Nick Murray of Rolling Stone wrote that "its languid beat suggests the kind of sounds that might have put him [Maluma] and his boo in motion". "Borró Cassette" was nominated in the category for Top Latin Song at the 2016 Billboard Music Awards, but lost to "El Perdón" by Nicky Jam and Enrique Iglesias. At the 2016 Billboard Latin Music Awards, the song was nominated in the category for Latin Rhythm Song of the Year. At the 2016 Premios Juventud, "Borró Cassette" is currently nominated in the category titled "La Más Pegajosa".

==Music video==
A music video for "Borró Cassette", directed by Ulysses Terrero, was filmed in New York City at the Meatpacking District, Manhattan. It was released on Maluma's official Vevo channel on 28 August 2015 after several teasers were released on various social media platforms. During an interview, Maluma talked about the concept behind the clip and the lyrics, saying that together they represent a common situation a lot of people could identify with. The clip mostly features scenes filmed at a party. It features a female waking up in a room in the morning and not remembering where she is. Reviewing the clip for Billboard, Angie Romero described it "just as hot as you might imagine". It topped HTV's list of the most-watched music videos in Latin America in mid-2016.

==Live performances==
Maluma performed "Borró Cassette" during the 12th Annual Premios Juventud held on 16 July 2015. A clip of the performance was later uploaded on the singer's official Vevo account on YouTube on 31 July 2015. He also performed the song at the inaugural Latin American Music Awards of 2015 on 8 October where he entered and performed with a hoverboard. A writer of Peru.com called his performance "magnificent" and another one from Telemundo called it "unforgettable". In November, 2015 Maluma sang "Borró Cassette" at the reality show La Voz Kids Colombia where he was also a part of the jury. For the performance, he was joined by singer Pipe Bueno and sang several verses of the salsa version of the song.
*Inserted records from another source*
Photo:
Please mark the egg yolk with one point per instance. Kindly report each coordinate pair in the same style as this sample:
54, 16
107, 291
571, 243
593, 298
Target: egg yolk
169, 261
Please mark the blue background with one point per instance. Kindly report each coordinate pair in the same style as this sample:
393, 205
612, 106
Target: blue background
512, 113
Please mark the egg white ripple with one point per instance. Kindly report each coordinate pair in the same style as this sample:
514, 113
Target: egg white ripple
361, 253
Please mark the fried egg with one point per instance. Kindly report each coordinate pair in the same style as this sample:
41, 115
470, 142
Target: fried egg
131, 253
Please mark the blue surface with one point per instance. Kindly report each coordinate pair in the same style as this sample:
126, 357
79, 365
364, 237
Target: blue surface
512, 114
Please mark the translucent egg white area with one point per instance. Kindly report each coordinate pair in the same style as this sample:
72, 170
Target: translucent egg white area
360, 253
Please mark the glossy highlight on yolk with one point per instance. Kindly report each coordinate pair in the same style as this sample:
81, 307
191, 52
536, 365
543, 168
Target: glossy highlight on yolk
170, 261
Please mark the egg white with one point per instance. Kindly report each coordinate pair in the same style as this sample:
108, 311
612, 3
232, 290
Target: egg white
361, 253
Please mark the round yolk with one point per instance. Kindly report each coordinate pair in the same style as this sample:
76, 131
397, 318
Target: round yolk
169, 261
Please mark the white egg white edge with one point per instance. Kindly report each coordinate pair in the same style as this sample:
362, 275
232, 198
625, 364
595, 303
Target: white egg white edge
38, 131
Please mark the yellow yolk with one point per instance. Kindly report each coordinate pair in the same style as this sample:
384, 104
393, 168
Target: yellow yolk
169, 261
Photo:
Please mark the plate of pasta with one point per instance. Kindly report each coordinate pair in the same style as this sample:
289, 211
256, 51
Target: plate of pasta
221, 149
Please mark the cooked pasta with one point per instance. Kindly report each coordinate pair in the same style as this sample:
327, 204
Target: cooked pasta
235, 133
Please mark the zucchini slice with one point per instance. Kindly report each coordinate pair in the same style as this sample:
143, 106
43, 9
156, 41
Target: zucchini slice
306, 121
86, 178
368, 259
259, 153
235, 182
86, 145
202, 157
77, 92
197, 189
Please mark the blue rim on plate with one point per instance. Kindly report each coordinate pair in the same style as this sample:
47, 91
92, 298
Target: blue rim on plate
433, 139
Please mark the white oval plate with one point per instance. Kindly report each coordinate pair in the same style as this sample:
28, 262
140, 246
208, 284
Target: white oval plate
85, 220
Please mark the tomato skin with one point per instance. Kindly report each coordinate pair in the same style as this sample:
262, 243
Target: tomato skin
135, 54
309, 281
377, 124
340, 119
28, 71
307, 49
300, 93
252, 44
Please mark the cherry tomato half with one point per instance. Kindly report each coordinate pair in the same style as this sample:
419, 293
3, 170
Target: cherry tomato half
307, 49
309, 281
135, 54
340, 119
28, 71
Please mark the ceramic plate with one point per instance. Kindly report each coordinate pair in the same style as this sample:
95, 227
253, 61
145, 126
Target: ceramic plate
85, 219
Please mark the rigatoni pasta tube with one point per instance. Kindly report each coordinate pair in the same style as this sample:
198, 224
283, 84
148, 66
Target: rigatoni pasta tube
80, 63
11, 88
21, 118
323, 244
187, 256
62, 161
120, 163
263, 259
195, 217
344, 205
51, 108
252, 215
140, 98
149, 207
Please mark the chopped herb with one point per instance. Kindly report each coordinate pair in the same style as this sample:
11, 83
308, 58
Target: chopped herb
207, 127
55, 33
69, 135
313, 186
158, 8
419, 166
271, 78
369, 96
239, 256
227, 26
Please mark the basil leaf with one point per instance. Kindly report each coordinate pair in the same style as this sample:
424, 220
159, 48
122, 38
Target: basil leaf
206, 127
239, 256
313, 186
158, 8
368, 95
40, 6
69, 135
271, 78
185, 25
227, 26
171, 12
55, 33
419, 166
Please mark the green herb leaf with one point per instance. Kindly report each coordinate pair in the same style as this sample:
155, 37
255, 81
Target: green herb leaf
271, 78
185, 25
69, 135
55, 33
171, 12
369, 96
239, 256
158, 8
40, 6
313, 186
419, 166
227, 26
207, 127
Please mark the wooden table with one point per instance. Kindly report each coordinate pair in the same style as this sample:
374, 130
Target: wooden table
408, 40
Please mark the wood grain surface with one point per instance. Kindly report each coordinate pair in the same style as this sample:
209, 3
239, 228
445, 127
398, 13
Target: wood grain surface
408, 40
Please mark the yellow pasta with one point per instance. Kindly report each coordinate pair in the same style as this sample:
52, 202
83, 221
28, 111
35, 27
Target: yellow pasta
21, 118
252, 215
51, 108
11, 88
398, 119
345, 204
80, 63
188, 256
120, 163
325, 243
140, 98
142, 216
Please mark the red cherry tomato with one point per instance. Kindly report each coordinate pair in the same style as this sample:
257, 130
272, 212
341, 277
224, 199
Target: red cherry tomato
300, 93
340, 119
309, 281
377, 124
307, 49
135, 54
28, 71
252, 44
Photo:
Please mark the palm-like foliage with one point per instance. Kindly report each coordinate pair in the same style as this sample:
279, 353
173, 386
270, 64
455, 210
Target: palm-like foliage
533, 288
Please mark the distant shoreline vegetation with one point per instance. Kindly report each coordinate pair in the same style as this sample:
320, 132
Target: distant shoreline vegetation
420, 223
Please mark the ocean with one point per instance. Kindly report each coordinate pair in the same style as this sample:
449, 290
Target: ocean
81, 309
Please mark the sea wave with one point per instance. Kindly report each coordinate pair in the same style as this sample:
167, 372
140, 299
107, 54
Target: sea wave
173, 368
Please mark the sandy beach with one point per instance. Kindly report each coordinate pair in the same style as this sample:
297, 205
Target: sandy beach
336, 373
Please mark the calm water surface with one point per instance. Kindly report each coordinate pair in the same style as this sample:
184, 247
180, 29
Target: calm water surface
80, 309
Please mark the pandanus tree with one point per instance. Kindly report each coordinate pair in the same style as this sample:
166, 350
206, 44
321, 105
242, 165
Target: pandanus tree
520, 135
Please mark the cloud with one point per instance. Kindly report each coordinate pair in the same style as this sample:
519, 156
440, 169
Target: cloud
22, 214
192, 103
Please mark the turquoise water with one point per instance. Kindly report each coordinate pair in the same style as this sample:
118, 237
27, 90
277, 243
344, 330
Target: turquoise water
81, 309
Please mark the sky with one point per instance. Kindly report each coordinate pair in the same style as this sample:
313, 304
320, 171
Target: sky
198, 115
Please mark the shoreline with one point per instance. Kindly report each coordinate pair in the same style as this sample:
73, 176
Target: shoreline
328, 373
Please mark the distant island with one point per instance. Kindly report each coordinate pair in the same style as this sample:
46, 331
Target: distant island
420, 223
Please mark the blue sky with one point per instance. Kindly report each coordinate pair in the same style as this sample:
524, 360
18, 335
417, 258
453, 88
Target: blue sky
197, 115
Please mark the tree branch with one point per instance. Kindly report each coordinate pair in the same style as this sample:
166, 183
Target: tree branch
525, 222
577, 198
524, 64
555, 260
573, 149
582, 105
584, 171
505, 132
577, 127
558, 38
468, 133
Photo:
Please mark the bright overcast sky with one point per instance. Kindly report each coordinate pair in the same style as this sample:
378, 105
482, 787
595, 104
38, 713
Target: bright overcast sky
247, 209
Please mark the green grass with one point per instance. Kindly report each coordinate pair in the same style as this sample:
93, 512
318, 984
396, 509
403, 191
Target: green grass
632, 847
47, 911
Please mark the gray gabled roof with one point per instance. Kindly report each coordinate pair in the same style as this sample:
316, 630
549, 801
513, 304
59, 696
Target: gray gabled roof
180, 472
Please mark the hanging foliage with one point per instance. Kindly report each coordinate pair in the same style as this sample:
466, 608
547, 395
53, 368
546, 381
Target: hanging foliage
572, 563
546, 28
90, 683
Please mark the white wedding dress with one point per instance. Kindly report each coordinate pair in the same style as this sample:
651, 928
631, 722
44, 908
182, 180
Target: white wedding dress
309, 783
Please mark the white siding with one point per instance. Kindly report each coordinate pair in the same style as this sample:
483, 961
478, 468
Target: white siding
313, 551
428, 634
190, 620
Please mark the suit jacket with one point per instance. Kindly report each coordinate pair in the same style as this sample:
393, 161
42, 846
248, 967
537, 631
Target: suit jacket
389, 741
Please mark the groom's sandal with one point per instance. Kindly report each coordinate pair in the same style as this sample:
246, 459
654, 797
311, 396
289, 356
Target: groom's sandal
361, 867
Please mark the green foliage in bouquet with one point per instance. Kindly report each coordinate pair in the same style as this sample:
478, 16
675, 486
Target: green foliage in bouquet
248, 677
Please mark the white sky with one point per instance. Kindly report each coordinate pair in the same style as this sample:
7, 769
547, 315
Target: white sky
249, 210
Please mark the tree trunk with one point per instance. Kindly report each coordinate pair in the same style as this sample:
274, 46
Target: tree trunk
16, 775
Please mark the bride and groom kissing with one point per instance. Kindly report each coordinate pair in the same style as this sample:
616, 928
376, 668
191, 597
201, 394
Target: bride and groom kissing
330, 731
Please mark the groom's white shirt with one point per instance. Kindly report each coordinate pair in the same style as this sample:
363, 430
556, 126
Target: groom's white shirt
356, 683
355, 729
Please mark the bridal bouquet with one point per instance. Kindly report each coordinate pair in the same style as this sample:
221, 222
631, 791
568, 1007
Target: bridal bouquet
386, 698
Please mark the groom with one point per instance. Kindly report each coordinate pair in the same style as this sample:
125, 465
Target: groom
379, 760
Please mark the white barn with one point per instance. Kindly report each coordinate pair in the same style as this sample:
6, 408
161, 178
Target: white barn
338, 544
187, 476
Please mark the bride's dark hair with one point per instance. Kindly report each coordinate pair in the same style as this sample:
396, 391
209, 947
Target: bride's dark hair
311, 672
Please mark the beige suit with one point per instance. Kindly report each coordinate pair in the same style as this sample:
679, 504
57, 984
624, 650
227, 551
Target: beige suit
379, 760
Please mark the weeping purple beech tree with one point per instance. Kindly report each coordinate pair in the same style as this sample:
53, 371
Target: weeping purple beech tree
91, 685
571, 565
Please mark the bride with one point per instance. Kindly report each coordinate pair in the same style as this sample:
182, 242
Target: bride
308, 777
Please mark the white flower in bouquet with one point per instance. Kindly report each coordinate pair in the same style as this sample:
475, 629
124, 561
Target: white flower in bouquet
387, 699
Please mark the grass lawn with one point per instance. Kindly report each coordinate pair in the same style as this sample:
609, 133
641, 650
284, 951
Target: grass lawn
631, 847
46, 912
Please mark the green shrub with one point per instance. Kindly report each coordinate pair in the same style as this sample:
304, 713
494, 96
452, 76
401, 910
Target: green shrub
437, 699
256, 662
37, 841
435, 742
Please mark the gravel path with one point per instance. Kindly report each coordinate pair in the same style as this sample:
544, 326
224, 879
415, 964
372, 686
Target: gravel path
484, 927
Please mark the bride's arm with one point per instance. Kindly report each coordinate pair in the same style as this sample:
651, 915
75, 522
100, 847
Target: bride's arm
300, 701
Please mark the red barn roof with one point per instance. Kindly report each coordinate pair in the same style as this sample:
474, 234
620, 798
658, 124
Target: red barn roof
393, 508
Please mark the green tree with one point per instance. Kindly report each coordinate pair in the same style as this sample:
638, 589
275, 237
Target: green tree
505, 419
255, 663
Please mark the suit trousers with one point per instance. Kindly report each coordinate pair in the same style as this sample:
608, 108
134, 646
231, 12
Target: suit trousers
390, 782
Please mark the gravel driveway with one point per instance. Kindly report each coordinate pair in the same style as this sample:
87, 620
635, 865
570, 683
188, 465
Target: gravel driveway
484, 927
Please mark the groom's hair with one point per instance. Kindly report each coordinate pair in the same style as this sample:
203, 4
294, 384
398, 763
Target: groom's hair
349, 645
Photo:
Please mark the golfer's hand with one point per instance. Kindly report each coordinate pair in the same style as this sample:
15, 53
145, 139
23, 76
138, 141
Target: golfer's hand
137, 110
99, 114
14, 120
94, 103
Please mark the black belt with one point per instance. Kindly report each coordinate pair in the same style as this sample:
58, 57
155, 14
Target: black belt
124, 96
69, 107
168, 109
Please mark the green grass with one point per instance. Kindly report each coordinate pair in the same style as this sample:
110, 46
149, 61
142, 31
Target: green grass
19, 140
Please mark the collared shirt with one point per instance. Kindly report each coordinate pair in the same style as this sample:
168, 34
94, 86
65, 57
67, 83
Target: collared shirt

Maluma also performed it throughout 2016 as part of the set list of his tour in promotion of Pretty Boy, Dirty Boy.

==Charts==

===Weekly charts===

| Chart (2015–16) | Peak position |
|---|---|
| Colombia (National-Report) | 1 |
| Dominican Republic (Monitor Latino) | 15 |
| US Hot Latin Songs (Billboard) | 3 |
| US Latin Airplay (Billboard) | 1 |
| US Latin Rhythm Airplay (Billboard) | 1 |
| US Tropical Airplay (Billboard) | 1 |
| Spain (PROMUSICAE) | 23 |
| Venezuela (Record Report) | 4 |

===Year-end charts===

| Chart (2015) | Position |
|---|---|
| US Hot Latin Songs (Billboard) | 28 |
| Chart (2016) | Position |
| Spain (PROMUSICAE) | 18 |
| US Hot Latin Songs (Billboard) | 12 |

== Certifications ==

| Region | Certification | Certified units/sales |
| Brazil (Pro-Música Brasil) | 2× Platinum | 120,000^{‡} |
| Italy (FIMI) | Gold | 25,000^{‡} |
| Mexico (AMPROFON) | 2× Diamond+4× Platinum | 840,000^{‡} |
| Spain (Promusicae) | 4× Platinum | 160,000^{‡} |
^{‡} Sales+streaming figures based on certification alone.